LOS ANGELES – Chaos has announced that V-Ray has won an Engineering Emmy for ushering in new levels of photorealistic visual effects in episodic productions. The award honors technical developments that are “so innovative in nature that they materially affect the production, recording, transmission, or reception of television.” The award will be presented by the Television Academy Engineering Committee live at their annual event on October 21.
Used on hundreds of shows since 2003, including hits like Game of Thrones, Stranger Things and Star Trek: Discovery, V-Ray ensures a seamless blend of real and virtual elements on screen through the use of physically based rendering and adaptive ray tracing. Optimized to handle large production scenes, V-Ray is used to render digital environments, digidoubles, creatures, vehicles and more in a highly efficient way, helping it take hold at prestigious studios like Digital Domain, Zoic Studios, Scanline VFX, FuseFX, Mackevision and more.
“We are very honored by this award, and are happy to have played even a small part in helping artists achieve their visions. It feels like every year we see something new and exciting happening in episodics, which gives our team the inspiration we need to push the software even more,” said Vlado Koylazov, CTO and co-founder of Chaos. “I am thankful for all the studios that have made V-Ray a part of their pipeline, and all the developers who work hard behind the scenes to make it even better.
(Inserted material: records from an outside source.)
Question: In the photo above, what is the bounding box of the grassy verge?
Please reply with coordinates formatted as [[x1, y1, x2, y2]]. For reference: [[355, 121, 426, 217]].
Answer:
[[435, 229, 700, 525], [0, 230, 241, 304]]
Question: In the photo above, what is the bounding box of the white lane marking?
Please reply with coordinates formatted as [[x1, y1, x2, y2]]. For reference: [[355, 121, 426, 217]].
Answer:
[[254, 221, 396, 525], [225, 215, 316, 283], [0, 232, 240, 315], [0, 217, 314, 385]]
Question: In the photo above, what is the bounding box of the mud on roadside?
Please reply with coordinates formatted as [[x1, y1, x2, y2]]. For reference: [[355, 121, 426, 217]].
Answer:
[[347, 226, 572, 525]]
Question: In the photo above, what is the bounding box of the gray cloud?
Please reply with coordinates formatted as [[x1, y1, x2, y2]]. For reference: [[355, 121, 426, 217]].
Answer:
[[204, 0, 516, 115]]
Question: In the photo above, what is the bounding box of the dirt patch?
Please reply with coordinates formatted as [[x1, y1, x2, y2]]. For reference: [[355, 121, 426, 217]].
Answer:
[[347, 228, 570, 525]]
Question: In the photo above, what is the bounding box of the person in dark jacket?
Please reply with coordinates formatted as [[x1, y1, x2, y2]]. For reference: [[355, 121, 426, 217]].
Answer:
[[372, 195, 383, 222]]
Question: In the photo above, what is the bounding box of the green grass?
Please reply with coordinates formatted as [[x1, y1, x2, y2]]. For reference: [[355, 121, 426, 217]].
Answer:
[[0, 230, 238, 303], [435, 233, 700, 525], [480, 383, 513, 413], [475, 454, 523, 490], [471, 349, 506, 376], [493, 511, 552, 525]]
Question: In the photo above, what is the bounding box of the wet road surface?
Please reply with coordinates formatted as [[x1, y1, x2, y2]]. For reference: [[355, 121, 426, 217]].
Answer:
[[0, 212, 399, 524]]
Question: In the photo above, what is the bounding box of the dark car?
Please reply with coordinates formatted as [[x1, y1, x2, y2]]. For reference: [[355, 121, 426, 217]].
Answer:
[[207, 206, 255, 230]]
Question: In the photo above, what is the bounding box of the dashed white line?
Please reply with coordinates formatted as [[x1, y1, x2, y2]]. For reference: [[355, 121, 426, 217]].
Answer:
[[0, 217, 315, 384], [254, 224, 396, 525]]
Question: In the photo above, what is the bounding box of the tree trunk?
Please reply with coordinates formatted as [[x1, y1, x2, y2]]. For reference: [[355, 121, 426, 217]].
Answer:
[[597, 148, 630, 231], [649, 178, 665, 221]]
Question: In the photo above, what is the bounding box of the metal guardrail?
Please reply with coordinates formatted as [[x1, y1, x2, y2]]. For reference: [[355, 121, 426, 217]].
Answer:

There’s more to come.”
V-Ray Users Weigh In
“We use V-Ray every day to achieve the highest quality render output and iterate quickly on a very compressed delivery schedule,” said Matt Smith, digital effects supervisor at Digital Domain. “As we continue to bring film-quality VFX to episodics, V-Ray has become especially important to shows like Wandavision, where it helped us create over 300 shots for the season finale’s Witch and Vision battle scenes. Congratulations to Chaos, this is well deserved!”
“V-Ray has been at the core of Zoic's CG render pipeline for the past 14 years, producing close to 75 million rendered frames for 1,893 episodes, for all the major studios including Disney, Netflix and Amazon,” said Saker Klippsten, CTO at Zoic Studios. “The support from Chaos is also first class. They’re always there to help implement new features and fixes to meet our needs, allowing us to focus on the creative and solve other pipeline issues.”